Louis Marie René CHOPRIX
(Bruxelles, 1888 - 1972)
Contraste, 1929
Huile sur toile
90 x 80 cm
Signée en bas à gauche : Louis Marie René Choprix
Exposition :
Salon de quatriennal de Belgique, Liège, 1931
Né à Bruxelles, Choprix connaît une enfance insouciante et gaie. Son père est chromiste et exploite un petit atelier de gravure et de lithographie. C’est dans cet atelier aux multiples reproductions antiques, que Choprix développe son goût pour la peinture. À l'Académie des Beaux-Arts de Bruxelles en 1902, rares sont les professeurs qui suscitent son admiration mis à part Delville et Montald. Après avoir reçu le deuxième prix de dessin en 1907, il commence une carrière de dessinateur à l’institut cartographique militaire qu’il poursuivra jusqu’en 1922. Sa rencontre avec Alice Delaby qu’il épouse le 3 août de la même année, bouleverse cependant sa vie d’artiste. Commence alors une période créatrice intense, marquée par une esthétique proche des réalistes magiques hollandais. Ses tableaux intimistes mettent en scène des jeunes femmes souvent inspirées par Alice, dont l’exécution et la composition doivent beaucoup à Foujita, découvert par le peintre en 1927. Si l'exposition de 1929 au Palais des Beaux-Arts de Bruxelles lui vaut des critiques très élogieuses, la guerre puis quelques problèmes de santé changent sa manière de peindre ; ce sont désormais les rochers de la côte méditerranéenne, notamment ceux de l’Estérel et du Stromboli, qui deviennent sa source d’inspiration principale.
Typique des plus belles œuvres intimistes de Choprix, les deux femmes de Contraste occupent toute la toile, le peintre préférant comme à son habitude un cadrage serré.

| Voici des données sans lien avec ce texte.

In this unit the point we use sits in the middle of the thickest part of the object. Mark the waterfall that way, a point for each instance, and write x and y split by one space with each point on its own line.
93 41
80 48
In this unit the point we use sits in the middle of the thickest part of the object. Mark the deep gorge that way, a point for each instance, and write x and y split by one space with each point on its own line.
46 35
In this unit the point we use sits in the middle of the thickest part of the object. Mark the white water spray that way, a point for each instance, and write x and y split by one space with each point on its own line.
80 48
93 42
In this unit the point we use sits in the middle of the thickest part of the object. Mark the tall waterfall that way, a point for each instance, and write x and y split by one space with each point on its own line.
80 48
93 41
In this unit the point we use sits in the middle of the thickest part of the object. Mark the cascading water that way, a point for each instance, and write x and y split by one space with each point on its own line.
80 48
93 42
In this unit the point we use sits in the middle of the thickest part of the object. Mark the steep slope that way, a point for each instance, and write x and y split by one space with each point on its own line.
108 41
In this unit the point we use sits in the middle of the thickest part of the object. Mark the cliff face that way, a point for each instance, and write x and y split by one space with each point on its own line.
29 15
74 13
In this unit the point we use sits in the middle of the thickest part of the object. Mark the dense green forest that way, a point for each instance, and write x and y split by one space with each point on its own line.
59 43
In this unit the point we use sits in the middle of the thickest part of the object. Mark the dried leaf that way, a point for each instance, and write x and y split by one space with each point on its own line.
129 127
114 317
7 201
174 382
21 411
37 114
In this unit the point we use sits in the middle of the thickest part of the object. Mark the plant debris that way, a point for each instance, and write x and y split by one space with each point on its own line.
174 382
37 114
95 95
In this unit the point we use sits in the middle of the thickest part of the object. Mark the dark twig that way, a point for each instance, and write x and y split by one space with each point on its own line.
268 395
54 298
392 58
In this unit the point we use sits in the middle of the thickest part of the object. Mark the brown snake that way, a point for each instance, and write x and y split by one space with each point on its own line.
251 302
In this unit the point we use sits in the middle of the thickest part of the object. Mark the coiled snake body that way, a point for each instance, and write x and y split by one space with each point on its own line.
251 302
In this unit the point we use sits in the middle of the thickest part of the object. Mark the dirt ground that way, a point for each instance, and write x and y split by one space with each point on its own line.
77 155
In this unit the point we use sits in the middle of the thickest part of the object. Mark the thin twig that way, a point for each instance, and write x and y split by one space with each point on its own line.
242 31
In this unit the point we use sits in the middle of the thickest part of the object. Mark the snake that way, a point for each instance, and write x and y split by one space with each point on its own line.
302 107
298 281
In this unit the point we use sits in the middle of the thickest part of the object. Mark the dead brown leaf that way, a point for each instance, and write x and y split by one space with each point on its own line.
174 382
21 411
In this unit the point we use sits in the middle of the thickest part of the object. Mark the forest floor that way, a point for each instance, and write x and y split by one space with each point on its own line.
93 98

Coiffée à la mode des années trente, la première est accroupie sur un tabouret et affronte de son regard brun, le spectateur. La jeune fille blonde aux yeux clairs se tenant près d’elle semble, pour sa part, absente. Toutes deux sont nues, et témoignent de l’engouement de Choprix pour le naturisme en vogue dans les années trente. Les rideaux de velours renforcent l’impression de sensualité qui émane de notre tableau tandis que « les petits animaux d’ivoire observent d’un œil canaille les deux filles » (1).
« Choprix change, à moins qu’il n’évolue, tout simplement. Dans Contraste, il est moins décoratif que par le passé, mais plus peintre » (2).
(1). J. Gus, Journal de Liège, 1931.
(2). Guy Choprix, Louis Marie René Choprix, Waterloo.